[7] Robertson Smith, Marriage and Kinship in Early Arabia, p. 26.
[8] Lafitau, Mœurs des sauvages ameriquains, ii. 163.
[9] Casalis, Basutos, p. 224 sq.
[10] Warner, in Maclean, Compendium of Kafir Laws, p. 60 sq.
[11] Thomas Smith, Common-wealth of England, p. 194 sq.
[12] Cf. Pollock and Maitland, History of English Law before the Time of Edward I. i. 48.
A manslayer not only causes a loss to the group which he deprives of a member, but he also may give trouble to his own people, who, in consequence, disapprove of his act. Among the Yahgans of Tierra del Fuego, says Mr. Bridges, “many things conspire to make the shedding of blood a fearful thing. A murderer imperils all his friends and connections more or less, and consequently estranges them from himself. This state of things is the greatest safeguard to human life we can conceive.”[13] Among the Káfirs of the Hindu-Kush, “the mere killing of an individual is looked upon as a small affair, provided that he does not belong to the tribe, or to another near tribe with which it is at peace, for in the latter case it might result in war.”[14]
[13] Bridges, in South American Missionary Magazine, xiii. 153.

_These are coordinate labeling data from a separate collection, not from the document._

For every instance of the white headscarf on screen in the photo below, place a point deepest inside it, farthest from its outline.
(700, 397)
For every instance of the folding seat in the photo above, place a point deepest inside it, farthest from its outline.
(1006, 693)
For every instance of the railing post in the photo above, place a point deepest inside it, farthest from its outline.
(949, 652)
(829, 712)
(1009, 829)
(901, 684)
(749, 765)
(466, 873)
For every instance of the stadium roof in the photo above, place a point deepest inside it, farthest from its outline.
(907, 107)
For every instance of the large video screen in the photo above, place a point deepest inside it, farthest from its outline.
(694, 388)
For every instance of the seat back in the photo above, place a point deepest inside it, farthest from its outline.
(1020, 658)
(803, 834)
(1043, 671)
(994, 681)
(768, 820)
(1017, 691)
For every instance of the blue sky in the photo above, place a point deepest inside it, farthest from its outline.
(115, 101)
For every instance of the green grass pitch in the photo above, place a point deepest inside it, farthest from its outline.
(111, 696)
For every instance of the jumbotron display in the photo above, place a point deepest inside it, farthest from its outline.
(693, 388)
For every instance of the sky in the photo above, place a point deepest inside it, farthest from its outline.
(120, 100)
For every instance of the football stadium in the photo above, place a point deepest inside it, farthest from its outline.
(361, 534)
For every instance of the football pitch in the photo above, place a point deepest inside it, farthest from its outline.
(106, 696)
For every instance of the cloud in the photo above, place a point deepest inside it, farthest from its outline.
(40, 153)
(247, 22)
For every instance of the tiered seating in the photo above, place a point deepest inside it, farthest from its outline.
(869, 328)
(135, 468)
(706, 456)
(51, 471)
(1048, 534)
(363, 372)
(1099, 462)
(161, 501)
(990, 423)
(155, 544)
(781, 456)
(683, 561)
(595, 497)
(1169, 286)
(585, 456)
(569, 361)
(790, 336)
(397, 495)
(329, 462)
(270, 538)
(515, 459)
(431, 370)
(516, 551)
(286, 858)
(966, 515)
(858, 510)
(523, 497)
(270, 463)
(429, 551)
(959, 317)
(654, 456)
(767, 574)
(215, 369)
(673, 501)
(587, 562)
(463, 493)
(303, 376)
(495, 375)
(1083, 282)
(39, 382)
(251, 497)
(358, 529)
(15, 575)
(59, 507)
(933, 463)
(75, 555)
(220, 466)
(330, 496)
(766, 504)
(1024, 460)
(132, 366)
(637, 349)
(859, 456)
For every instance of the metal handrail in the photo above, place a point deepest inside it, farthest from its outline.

[14] Scott Robertson, Káfirs of the Hindu-Kush, p. 194.
We have still to notice the common idea that a manslayer is unclean. The ghost of the victim persecutes him, or actually cleaves to him like a miasma; and he must undergo rites of purification to get rid of the infection. Until this is done, he is among many peoples regarded as a source of danger, and is consequently cut off from free intercourse with his fellows.